Direct-to-Consumer’s Lasting Impact on Fashion

Vogue Business

At Art Basel in December, Levi’s hosted a pop-up that offered customers a chance to customize products at every turn. Levi’s Haus Miami let shoppers personalize jeans, screen print T-shirts or have items tailored on the spot. Other attractions included artist workshops and an art gallery, all designed to draw people in and get them to linger.

A pop-up engineered for the Instagram crowd may feel like a trend that’s cresting. But Marc Rosen, Levi’s executive vice president and president for Levi Strauss Americas, calls it the future of retail. At the core of fashion’s shift from straightforward selling tactics to experiential retail is increased onus on brands’ direct sales.

“We’ve been on an intentional path to strengthen that direct relationship,” Rosen says. Since changing priorities when Chip Bergh took over as CEO in 2011, Levi’s has registered 16 consecutive quarters of double-digit growth in direct sales, which now account for nearly 40 percent of its $6.6 billion in revenue, up from 30 percent. For the fourth quarter, Levi’s reported Thursday that direct sales increased by 10 percent. “A closer relationship helps us understand what customers want from the brand and lets us give them unique offers.”

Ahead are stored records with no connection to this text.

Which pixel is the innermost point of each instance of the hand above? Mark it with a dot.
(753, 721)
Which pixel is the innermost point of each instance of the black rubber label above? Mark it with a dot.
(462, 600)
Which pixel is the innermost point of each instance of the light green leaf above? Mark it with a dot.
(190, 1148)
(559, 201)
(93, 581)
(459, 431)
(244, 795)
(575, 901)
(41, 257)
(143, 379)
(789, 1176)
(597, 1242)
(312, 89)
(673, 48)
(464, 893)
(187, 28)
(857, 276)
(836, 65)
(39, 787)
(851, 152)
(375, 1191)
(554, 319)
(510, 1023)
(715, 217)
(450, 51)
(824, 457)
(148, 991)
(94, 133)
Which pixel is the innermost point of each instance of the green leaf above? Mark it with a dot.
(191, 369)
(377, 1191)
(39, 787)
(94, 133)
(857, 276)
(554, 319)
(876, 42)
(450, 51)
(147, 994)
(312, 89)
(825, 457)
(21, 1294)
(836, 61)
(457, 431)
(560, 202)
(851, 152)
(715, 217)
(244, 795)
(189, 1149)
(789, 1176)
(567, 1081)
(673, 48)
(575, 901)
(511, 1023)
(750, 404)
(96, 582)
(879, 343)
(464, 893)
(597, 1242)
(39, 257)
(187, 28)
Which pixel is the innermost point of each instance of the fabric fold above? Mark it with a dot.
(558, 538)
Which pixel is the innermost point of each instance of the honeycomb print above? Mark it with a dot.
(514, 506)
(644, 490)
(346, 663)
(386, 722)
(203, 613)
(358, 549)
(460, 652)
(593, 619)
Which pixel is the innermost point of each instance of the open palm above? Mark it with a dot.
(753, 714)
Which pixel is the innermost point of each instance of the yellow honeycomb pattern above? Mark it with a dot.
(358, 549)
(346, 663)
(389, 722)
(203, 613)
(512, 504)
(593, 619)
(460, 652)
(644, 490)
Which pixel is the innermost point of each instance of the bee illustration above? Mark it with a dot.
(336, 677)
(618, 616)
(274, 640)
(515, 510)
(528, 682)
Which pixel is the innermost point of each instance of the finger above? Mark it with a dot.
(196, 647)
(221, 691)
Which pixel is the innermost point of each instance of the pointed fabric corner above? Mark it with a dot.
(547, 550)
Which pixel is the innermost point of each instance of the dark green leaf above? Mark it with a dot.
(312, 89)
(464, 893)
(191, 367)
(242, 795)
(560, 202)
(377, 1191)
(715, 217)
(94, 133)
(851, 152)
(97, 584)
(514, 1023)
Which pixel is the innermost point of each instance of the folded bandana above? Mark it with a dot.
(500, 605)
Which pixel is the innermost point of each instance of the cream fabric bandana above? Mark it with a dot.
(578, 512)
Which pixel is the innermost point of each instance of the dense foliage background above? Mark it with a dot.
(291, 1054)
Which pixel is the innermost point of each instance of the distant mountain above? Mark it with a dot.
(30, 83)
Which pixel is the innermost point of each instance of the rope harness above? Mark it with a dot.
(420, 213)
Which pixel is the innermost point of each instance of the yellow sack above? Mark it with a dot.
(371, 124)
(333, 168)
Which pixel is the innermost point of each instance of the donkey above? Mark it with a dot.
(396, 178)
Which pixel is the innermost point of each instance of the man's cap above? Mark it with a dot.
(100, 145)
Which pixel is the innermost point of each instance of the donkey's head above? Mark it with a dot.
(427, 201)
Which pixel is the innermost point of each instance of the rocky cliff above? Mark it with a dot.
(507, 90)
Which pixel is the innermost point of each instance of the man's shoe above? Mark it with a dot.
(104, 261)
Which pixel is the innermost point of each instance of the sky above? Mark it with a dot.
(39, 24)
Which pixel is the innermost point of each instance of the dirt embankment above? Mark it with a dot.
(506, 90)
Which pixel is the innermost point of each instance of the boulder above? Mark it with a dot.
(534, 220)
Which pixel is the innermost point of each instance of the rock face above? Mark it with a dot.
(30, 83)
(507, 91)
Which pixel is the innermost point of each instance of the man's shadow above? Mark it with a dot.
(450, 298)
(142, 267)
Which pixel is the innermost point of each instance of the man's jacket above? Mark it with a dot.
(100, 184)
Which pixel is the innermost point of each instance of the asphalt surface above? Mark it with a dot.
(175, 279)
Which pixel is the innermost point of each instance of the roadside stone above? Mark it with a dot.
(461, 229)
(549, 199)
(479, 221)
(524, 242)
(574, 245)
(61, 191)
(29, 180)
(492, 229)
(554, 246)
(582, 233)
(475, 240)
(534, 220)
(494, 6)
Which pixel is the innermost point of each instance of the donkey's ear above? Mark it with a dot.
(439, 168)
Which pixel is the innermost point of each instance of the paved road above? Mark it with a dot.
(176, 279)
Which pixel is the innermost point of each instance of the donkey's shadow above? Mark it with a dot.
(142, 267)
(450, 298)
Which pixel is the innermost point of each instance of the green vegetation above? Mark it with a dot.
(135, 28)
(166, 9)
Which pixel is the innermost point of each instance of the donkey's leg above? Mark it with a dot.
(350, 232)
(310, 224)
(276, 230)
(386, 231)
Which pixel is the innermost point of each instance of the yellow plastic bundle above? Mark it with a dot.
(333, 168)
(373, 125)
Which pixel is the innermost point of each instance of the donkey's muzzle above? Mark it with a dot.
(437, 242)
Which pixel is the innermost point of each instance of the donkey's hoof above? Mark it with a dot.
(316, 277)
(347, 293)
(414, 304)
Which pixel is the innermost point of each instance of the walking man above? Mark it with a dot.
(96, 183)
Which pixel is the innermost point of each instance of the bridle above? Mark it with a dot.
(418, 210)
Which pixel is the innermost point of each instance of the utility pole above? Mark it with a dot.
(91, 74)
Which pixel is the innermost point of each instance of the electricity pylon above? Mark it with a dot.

Levi’s is part of the fashion industry’s pivot to direct sales, which spans price points and categories and has been ramping up for years. Adidas aims to generate 60 percent of its sales from direct retail by the end of 2020. In an earnings call last August, Prada reported slashing its wholesale vendors by half for Spring/Summer 2020 so “products will mainly be available in [its] stores and only through official channels”. In 2018, Coach cut ties with more than 25 percent of the 1,000 stores carrying its products in North America.